Jemari Yuki terus menggeser layar ponselnya, seperti sedang mencari harta karun yang tak kunjung ditemukan. Fokusnya hanya satu: akun Arga. Sudah sepuluh kali mengetik nama yang sama di kolom pencarian, tapi hasilnya nihil.
"Dia ansos kali, ya?" gumam Yuki sambil memiringkan kepala, seolah layar ponselnya akan memberi jawaban kalau dilihat dari sudut berbeda.Tumpukan buku pelajaran di depannya? Sudah jadi pajangan. Pikirannya sibuk merangkai skenario bagaimana caranya menemukan jejak digital Arga.

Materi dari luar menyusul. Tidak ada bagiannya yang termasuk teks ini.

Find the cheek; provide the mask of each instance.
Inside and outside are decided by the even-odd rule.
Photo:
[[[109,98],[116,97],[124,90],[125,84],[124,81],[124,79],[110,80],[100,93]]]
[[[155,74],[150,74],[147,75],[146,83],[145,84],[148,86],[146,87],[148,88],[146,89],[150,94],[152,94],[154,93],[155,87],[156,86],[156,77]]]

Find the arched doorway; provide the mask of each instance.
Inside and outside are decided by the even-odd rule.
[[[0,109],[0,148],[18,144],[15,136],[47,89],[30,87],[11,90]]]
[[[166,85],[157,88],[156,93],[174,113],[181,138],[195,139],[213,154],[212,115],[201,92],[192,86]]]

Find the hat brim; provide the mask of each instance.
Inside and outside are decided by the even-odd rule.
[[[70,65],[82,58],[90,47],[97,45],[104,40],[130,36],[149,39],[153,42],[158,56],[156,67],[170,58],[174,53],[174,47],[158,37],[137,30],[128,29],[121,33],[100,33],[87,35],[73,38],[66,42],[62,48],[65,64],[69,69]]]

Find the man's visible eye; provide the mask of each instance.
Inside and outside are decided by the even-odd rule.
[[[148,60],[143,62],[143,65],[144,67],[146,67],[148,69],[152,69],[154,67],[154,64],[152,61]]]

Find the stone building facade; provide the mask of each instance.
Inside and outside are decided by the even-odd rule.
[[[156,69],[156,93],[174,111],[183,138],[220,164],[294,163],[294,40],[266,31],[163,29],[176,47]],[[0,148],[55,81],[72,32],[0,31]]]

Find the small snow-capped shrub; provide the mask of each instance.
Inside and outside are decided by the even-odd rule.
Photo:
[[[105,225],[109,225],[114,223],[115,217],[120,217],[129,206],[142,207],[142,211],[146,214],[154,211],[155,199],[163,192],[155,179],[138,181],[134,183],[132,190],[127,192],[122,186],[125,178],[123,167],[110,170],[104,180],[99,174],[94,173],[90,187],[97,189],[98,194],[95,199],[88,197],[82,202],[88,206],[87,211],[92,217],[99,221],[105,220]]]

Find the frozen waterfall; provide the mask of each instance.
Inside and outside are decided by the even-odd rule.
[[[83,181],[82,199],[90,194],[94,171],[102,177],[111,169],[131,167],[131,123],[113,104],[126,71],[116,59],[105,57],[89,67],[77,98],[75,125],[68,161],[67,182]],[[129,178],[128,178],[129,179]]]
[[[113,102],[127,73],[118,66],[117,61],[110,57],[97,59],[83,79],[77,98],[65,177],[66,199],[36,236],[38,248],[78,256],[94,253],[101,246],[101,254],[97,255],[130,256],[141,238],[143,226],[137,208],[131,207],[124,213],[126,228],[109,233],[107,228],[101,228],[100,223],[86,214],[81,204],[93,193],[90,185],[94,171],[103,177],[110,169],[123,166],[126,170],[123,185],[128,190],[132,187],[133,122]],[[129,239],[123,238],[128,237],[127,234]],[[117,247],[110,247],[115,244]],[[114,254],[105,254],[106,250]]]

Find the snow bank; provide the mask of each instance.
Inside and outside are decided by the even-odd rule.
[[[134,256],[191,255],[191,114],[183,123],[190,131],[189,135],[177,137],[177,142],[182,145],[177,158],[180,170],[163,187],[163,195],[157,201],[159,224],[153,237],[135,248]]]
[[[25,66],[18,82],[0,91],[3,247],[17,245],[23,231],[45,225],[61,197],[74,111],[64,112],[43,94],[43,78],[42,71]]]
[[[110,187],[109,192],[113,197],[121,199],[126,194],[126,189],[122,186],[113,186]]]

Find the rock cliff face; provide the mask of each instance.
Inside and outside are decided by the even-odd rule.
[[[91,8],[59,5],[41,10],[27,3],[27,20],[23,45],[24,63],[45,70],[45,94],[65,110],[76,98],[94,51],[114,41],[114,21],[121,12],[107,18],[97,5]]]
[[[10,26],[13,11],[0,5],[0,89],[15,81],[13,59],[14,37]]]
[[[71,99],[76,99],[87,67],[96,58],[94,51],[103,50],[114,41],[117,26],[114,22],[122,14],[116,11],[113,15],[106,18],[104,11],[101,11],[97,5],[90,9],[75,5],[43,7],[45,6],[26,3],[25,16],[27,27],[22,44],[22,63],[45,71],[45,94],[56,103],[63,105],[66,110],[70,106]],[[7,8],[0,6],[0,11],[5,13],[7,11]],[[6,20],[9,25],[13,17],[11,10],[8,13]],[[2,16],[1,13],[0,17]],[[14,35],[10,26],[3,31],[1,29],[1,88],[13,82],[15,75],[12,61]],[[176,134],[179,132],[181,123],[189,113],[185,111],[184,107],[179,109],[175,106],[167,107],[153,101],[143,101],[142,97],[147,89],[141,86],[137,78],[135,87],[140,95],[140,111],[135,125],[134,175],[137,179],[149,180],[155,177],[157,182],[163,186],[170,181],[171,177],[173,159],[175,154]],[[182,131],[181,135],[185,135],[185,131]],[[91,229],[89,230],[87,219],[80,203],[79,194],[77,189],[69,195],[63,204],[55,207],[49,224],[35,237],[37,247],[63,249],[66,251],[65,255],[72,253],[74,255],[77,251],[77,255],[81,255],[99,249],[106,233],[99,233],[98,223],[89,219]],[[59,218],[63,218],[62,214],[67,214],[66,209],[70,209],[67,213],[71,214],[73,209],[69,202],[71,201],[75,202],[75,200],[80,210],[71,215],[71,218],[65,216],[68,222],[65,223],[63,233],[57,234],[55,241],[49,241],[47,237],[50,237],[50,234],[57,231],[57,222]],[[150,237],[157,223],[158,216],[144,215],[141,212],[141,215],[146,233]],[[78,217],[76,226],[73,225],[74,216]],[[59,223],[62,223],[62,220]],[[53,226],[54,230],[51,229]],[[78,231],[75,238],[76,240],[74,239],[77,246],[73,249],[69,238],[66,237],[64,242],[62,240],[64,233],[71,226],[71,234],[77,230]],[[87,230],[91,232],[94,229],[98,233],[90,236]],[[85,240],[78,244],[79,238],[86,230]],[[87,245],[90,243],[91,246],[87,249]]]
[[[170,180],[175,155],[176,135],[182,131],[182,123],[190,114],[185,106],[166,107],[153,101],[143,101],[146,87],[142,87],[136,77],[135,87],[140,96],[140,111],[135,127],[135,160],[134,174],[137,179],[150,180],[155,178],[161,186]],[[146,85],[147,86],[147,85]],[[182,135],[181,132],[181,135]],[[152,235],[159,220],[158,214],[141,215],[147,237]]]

Lalu—ting!—satu ide cemerlang melintas.
"Ah! Cari dari akun Kairo aja!" Begitu melihat profil kakaknya, Yuki baru sadar... ia bahkan belum mem-follow Kairo sama sekali. Lebih parah lagi, akun Kairo dikunci, jadi ia tak bisa mengintip daftar followers atau following.Tak butuh waktu lama, Yuki langsung kirim permintaan pertemanan. Dan, dengan suara lantang khasnya, ia berteriak dari lantai satu,
"Kak!!! Terima followan aku!!!"Di lantai dua, Kairo yang sedang tenggelam dalam laporan praktikum langsung terhentak. Suara adiknya seperti alarm darurat yang memaksa otak untuk restart. Dengan malas, ia meraih ponsel, membuka notifikasi, lalu menekan tombol "terima".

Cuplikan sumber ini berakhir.